Prediction
The main task of prediction is to know what code to prefetch in the instruction stream in the face of branches to avoid stalls. The Mill features precise prediction, that knows how much to prefetch from where, usually several branches ahread.
Exit Table
The data structure that enables those unique features is the exit table. It doesn't monitor whether to take each branch or not. I monitors at which branch control flow leaves an EBB. This of course drastically reduces the amount of branches that need to be tracked. And the aggressive Speculation possible on the Mill eliminates even more branches.
For this reason it becomes feasible to carry a lot more information for each exit, which wouldn't be possible for every branch. An exit entry holds:
- an offset to the target EBB entry address
- how many cache lines to load in your own EBB
- at which branch in the last cache line the exit is, this is not a real address, it serves more as an identifier to construct the hashes for the exit table, together with the cache line counts
- what kind of branch it is, a call, a return, an unconditional branch etc.
The exit table must be fast, but it doesn't need 100% coverage. A missing entry just means a stall, the same as a mispredict. It is a cost/benefit trade-off. For this reason the exit table is organized as a hash table of carefully chosen size.

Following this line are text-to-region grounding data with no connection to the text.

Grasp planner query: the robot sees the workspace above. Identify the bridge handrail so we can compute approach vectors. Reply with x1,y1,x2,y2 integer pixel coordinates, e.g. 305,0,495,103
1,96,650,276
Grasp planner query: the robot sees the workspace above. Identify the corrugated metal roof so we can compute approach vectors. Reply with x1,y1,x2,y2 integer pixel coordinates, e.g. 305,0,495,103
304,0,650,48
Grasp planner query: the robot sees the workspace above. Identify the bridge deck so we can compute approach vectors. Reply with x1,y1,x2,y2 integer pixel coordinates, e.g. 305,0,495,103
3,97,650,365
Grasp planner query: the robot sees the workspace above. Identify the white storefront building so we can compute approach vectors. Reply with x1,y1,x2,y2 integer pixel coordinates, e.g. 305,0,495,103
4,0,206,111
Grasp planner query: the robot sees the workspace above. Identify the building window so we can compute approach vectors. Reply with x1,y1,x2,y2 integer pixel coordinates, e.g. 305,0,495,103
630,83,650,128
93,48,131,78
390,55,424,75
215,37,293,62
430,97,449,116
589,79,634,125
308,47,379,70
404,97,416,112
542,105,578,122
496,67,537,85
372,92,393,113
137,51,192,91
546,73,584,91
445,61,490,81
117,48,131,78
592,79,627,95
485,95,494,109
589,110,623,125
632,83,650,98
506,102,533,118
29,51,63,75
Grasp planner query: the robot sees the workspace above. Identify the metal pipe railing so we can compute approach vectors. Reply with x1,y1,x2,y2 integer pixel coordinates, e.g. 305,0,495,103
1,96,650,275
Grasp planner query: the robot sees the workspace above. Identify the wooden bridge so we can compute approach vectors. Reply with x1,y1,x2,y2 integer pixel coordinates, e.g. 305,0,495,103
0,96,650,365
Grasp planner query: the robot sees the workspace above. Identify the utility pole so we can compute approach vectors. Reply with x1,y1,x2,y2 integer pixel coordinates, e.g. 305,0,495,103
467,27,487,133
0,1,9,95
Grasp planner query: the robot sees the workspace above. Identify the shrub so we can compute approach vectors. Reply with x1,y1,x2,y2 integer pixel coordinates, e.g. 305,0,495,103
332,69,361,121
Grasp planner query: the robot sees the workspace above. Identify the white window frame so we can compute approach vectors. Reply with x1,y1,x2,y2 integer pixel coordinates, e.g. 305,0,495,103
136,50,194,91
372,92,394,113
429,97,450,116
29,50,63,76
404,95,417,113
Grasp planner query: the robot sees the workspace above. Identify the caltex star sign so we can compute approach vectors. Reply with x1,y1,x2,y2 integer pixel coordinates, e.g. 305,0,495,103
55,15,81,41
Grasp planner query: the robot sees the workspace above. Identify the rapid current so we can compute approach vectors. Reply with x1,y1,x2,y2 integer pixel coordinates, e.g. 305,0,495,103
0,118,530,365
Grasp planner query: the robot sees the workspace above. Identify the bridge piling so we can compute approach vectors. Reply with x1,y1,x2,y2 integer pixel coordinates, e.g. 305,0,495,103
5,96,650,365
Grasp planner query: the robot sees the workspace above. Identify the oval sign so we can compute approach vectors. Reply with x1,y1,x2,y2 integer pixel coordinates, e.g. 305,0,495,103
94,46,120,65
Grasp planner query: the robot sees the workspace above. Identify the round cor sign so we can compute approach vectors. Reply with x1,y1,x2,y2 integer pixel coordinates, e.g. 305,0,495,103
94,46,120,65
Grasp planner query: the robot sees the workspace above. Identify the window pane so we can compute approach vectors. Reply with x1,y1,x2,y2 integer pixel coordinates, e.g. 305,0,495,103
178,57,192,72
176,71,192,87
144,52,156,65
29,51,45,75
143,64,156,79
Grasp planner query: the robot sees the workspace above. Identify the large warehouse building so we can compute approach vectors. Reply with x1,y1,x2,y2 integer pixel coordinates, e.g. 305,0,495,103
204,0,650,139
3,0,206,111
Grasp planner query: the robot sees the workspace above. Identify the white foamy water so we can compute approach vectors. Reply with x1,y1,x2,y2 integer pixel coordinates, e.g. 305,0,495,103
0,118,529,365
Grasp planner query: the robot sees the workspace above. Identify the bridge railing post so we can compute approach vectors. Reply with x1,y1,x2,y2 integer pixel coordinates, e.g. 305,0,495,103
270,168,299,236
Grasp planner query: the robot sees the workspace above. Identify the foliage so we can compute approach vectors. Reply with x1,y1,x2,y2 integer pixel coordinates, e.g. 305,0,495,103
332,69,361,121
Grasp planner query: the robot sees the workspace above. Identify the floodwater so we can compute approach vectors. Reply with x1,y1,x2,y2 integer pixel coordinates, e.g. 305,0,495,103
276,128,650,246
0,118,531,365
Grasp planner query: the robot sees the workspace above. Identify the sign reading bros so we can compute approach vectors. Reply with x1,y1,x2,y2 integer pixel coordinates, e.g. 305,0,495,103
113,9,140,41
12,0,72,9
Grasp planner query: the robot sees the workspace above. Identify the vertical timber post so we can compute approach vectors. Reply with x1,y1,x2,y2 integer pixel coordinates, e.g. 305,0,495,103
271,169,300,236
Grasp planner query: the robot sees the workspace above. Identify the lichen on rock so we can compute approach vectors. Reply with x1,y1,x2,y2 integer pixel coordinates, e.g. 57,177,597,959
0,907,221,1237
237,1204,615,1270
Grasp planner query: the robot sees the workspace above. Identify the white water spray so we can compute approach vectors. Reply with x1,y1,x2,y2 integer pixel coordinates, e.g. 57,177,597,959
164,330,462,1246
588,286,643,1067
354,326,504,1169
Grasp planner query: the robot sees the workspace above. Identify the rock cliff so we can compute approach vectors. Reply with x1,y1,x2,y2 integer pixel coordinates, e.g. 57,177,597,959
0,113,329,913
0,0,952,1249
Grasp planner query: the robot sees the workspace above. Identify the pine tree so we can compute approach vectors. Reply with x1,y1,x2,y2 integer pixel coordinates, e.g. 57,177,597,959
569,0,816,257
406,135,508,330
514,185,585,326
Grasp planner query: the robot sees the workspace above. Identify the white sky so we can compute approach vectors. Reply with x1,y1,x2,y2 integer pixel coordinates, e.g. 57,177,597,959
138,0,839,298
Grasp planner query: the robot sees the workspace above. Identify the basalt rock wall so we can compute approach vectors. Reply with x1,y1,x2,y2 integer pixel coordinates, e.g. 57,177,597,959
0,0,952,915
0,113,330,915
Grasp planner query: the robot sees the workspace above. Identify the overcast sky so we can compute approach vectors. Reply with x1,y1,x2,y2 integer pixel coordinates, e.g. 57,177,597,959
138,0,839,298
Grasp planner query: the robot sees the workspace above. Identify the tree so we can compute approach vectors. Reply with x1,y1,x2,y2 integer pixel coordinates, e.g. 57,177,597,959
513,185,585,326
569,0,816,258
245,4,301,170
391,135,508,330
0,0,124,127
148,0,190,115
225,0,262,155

Not all branches even need to be in the table. You don't really want rarely used error code in there crowding out often used entries. And since it is a hash table, newer entries can overwrite older entries on hash collisions. The hardware tracks hash collisions, and on lookup they are a normal miss.
Exit Chains
And this is how the prefetch gets ahead of the instruction stream: From any EBB's exit table entry, the address of the next exit can be constructed. This is used to construct the keys for the next probable exits and so forth. Until the hardware either doesn't find an entry or comes accross one it already prefetched, which means there is a loop.
Prefetch and Fetch
The prefetcher pulls cache lines it thinks it might need, according to the exit table, into the I$1 and places the prediction entries into the fast and fully associative prediction cache. This cannot fault or fail.
One level above that, the fetcher pulls cache lines it is certain to need into the I$0, which is the micro caches the decoders directly access, and it also gives the decoder the next prediction, the next predicted EBB entry point, so it knows where to go next.
Prediction
This might, of course, still turn out to be wrong in actual execution. There just was a mispredict. The delay from execution to decode is 3 cycles (the 3 phases, branches being in the writer phase), the delay from the decoder to the prediction cache (which was preseeded by the prefetcher), is 2 more cycles, for a 5 cycle penalty for a mispredict.
Although the prediction cache is kept big enough for most inner loops, it of course still might not contain the correct entry in exceedingly rare cases. The prefetch delay from exit table to prediction cache is another 3 cycles.
On a mispredict, the fetcher also updates the exit table with the new correct prediction. This can use any history based prediction algorithm, and probably is member dependend for the expected workloads. This means the exit table represents the history of program flow. It actively keeps track of it, and this history information also contributes to the lookup keys for the exit table.
Cold Code
The exit table is seeded from a saved exit table from a dedicated load module section. This predefined exit table is intially produced by the compiler, which can perfectly create all unconditional brances and often has a pretty good idea of conditional branches as well. This can be improved upon with profilers. And most conveniently, the hardware provides facilities to dump the hardware exit table to memory. The system runtime can utilize this to update the exit table section in the load modules with real world usage data. Properly automated this can improve future program performance every time you run your program. And manually, in the hands of a skilled developer this can tickle out the last drop of performance.
The preseeding of the exit table happens in batches, to actually gain performance from prediction and not do memory lookups every time you get stuck. Whenever a call target isn't in the exit table, all exit table entry predicictions connected to that call are loaded at once from the load module. That way you don't inch through the code with a load on every branch. You have a prediciton load and a code load on the first few calls (often constructors and main()), and after that you are up and running almost at normal speed with the actual runtime updates getting you the last few percent.